How the Left and Right Brain Work
Your brain has two hemispheres that specialise in different tasks:
Left Side: This side of your brain is logical and orderly. It loves lists, language, facts, problem-solving, and putting events into sequence. It helps you make sense of your experiences.
Right Side: This side of your brain is emotional and sensory. It’s where your feelings, creativity, and intuition come alive.
The two sides communicate through a structure called the corpus callosum, like a bridge connecting two islands. This connection is vital because it allows you to think clearly while feeling deeply. But after trauma, this communication can break down.
What Trauma Does to Your Brain
When you experience trauma, the bridge between your brain’s hemispheres becomes less efficient. This makes it hard for the two sides to “talk” to each other.
As a result your left brain might take over, leaving you stuck in logic, and unable to feel emotions. You might intellectually understand your trauma but feel emotionally numb, as if the emotions are locked away in a box.
Or your right brain might flood you with emotions, making it impossible to think straight. You might be overwhelmed with emotions like fear, sadness, or anger but not know why, leaving you feeling out of control.
When both hemispheres are out of sync, your brain is stuck in survival mode. You may experience this as living in a constant state of hypervigilance. You can’t relax, you notice every noise, your mind is racing and you startle easily even though it’s a safe environment.
Trauma can paralyse the communication between your hemispheres, leaving you feeling stuck or frozen. So you find that you procrastinate, because even the smallest decisions feel impossible.
When your brain’s hemispheres aren’t communicating, it can feel impossible to truly connect with others. You pretend to be okay and smile and nod, but inside, you feel empty and distant. You avoid deep conversations because they feel too vulnerable, push loved ones away or “check out” emotionally during conflicts.
This is how trauma disrupts the flow between your brain’s hemispheres, making you feel disconnected. This imbalance can leave you feeling broken, but it’s important to know: you’re not broken – your brain is simply responding to what it’s been through. It’s just your brain’s way of trying to protect you.
The Key to Healing: Brain Integration
These examples show how trauma impacts your brain and body, but they also highlight your brain’s incredible ability to adapt and protect you. The disconnect you feel is your brain’s way of trying to keep you safe – it’s not a flaw or weakness.

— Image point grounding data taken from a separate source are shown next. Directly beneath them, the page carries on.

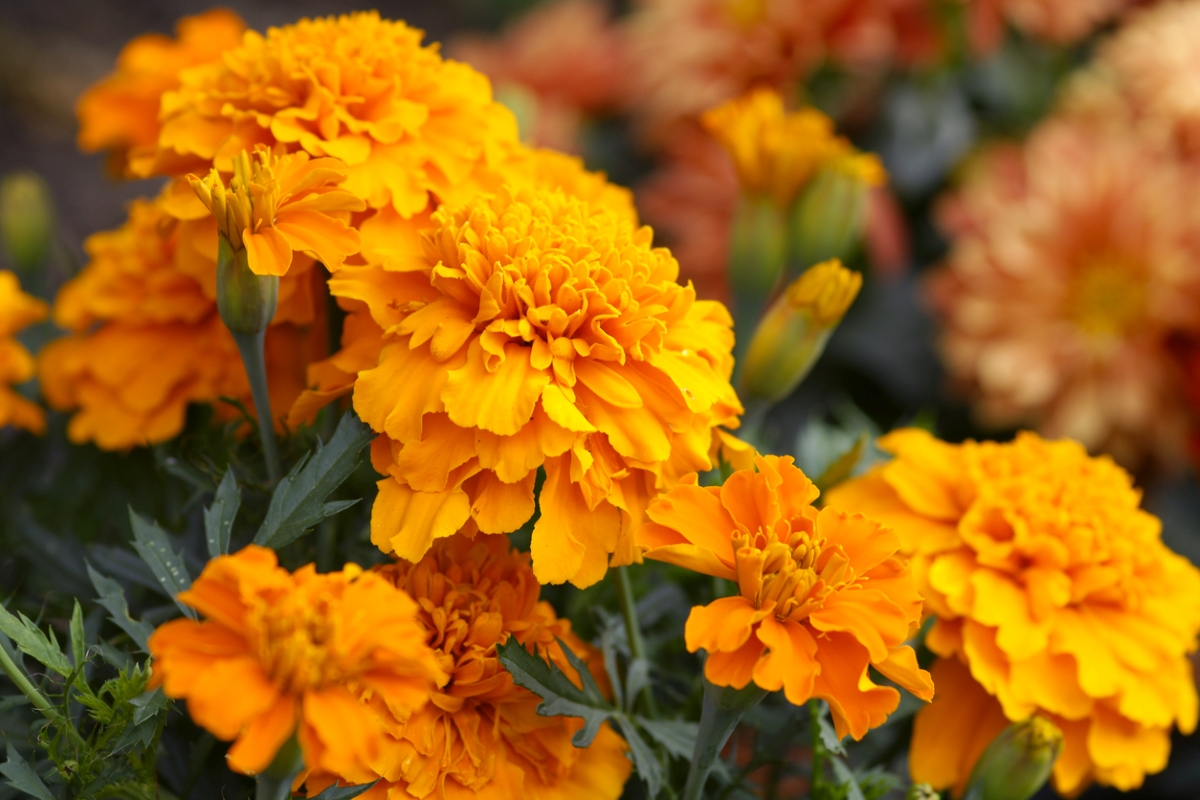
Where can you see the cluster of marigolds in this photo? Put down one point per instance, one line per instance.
(508, 317)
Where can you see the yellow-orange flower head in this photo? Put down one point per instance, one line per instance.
(1054, 595)
(480, 737)
(17, 311)
(120, 113)
(324, 656)
(822, 595)
(777, 152)
(355, 88)
(276, 204)
(537, 330)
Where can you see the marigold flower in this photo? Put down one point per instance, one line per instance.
(1053, 594)
(17, 311)
(355, 88)
(822, 595)
(480, 737)
(120, 113)
(280, 203)
(1090, 236)
(295, 653)
(537, 330)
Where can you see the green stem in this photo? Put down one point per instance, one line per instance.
(724, 708)
(634, 631)
(255, 360)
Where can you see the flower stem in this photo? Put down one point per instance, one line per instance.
(634, 631)
(255, 360)
(724, 708)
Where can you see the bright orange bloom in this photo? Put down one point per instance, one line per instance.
(537, 330)
(324, 656)
(280, 203)
(480, 737)
(120, 113)
(17, 311)
(355, 88)
(822, 595)
(1054, 595)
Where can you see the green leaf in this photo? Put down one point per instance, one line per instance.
(299, 500)
(30, 641)
(23, 777)
(153, 545)
(219, 517)
(112, 597)
(559, 696)
(343, 792)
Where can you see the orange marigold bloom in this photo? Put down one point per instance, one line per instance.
(280, 203)
(1072, 265)
(17, 311)
(822, 595)
(120, 113)
(295, 653)
(1053, 594)
(480, 737)
(534, 330)
(355, 88)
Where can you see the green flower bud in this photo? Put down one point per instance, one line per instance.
(1017, 763)
(27, 218)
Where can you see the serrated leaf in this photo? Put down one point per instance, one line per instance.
(343, 792)
(112, 597)
(559, 696)
(645, 761)
(220, 516)
(23, 777)
(30, 641)
(153, 545)
(299, 501)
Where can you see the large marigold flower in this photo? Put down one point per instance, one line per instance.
(480, 737)
(1053, 595)
(355, 88)
(537, 330)
(1073, 262)
(17, 311)
(298, 653)
(120, 113)
(822, 595)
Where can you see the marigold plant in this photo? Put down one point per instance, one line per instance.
(1053, 595)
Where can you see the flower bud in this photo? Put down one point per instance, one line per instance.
(1017, 763)
(246, 301)
(795, 330)
(27, 218)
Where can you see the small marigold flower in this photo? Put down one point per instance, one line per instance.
(1053, 594)
(276, 204)
(355, 88)
(822, 595)
(537, 330)
(298, 653)
(17, 311)
(480, 737)
(120, 113)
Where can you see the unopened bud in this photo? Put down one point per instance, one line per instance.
(27, 218)
(246, 301)
(795, 330)
(1017, 763)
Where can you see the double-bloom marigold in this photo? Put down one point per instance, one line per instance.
(1054, 595)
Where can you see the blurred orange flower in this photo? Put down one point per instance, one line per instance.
(17, 311)
(323, 656)
(120, 113)
(822, 595)
(480, 737)
(1054, 595)
(1073, 260)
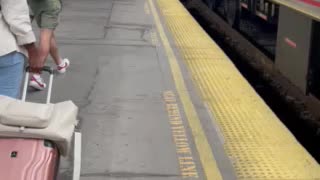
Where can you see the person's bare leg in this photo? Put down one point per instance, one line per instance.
(54, 50)
(43, 52)
(45, 44)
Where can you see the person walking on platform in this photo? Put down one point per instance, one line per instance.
(46, 14)
(17, 41)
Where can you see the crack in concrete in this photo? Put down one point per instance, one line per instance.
(127, 175)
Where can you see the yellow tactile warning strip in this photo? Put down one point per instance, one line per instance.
(207, 159)
(258, 144)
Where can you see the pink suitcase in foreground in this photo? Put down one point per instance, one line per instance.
(28, 159)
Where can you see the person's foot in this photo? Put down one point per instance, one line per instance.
(61, 68)
(37, 82)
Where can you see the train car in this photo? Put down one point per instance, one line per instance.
(296, 38)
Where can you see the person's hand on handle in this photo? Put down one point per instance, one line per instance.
(34, 61)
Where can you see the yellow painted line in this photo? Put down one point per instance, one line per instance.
(207, 159)
(260, 146)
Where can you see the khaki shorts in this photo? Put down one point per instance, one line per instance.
(45, 12)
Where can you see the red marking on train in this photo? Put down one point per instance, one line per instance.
(312, 2)
(290, 43)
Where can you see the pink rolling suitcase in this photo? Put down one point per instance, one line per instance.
(29, 159)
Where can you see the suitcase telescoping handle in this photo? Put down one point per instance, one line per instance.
(26, 80)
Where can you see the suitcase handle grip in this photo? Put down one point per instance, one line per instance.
(44, 69)
(26, 80)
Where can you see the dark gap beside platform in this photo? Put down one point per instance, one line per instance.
(297, 125)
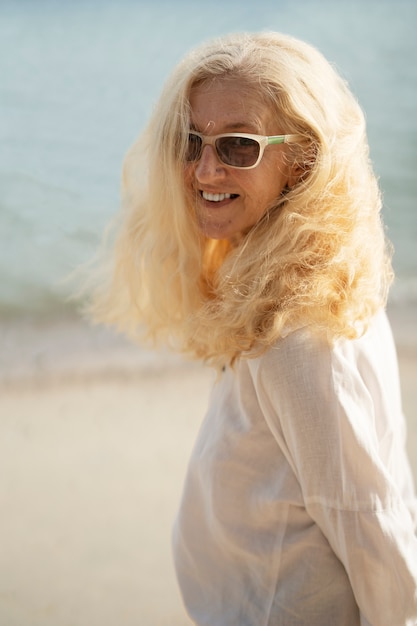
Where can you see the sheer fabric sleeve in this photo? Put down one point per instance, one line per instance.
(336, 414)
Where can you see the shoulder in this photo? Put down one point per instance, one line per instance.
(306, 367)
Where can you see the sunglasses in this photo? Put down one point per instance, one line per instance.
(238, 150)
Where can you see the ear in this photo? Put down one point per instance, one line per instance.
(296, 173)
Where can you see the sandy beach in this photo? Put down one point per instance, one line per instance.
(95, 437)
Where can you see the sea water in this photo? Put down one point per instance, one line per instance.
(78, 81)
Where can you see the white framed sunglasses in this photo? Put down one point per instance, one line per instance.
(239, 150)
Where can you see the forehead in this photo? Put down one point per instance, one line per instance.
(227, 105)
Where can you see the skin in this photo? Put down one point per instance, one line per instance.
(223, 106)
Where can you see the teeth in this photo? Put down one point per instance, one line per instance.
(215, 197)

Healing from trauma involves rebuilding that bridge between your left and right brain so they work together again. When they’re working together, your logical mind can make sense of your emotions and your emotional mind feels heard and understood, and you begin to feel whole.
You Can Heal
With techniques like bilateral stimulation (the process of alternately stimulating the left and right sides of your brain) and Polyvagal trauma-informed therapy, you can rebuild that connection and start to feel like yourself again. Bilateral stimulation repairs the bridge between your two brain hemispheres and helps them to reconnect. This makes it easier for you to process thoughts and feelings together.
How Bilateral Stimulation Helps
Trauma may have changed how your brain works, but healing is possible. As your brain integrates, you can reconnect with yourself and feel more balanced and in control.
You’ll notice a better ability to handle emotions without feeling overwhelmed, gain clarity about your experiences and feel calm and connected to yourself and your body again.